I hope the last holdouts heed Hillary's words the other night, and question why they supported her in the first place. Was it her? Or was it because they wanted to change the country? And if you answer the former are you really doing her justice?

I hope Obama wins the election because I believe we need something new in this country. We need to have the audacity to hope, to believe in change, to believe in America as it should be. The way it was intended... even though those original words weren't meant for me or my brown and red ancestors when they were originally written.
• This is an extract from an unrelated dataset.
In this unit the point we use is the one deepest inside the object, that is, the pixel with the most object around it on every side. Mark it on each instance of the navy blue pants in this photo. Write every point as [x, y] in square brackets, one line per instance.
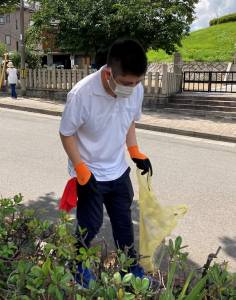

We've adopted them as our own, because America is our country; we were born here, we lived and worked here, fought in her wars, built her cities and farmed her fields. We died and are buried here. And it's time for those words to apply to us. For us to own them. After this... whatever happens it's all good. But we need this change. We need a new Hope.

Comments

Carrie said…
I have a huge reply that ties in what you're saying (sorta) to the experience I'm having in dd's school right now (you can't say your culture is American, or Californian for that matter, you must be German or something...), but I don't have time.

Instead, have you seen this: http://www.salon.com/comics/tomo/2008/08/19/tomo/
Julie said…
Speak it, my friend. Eloquently said.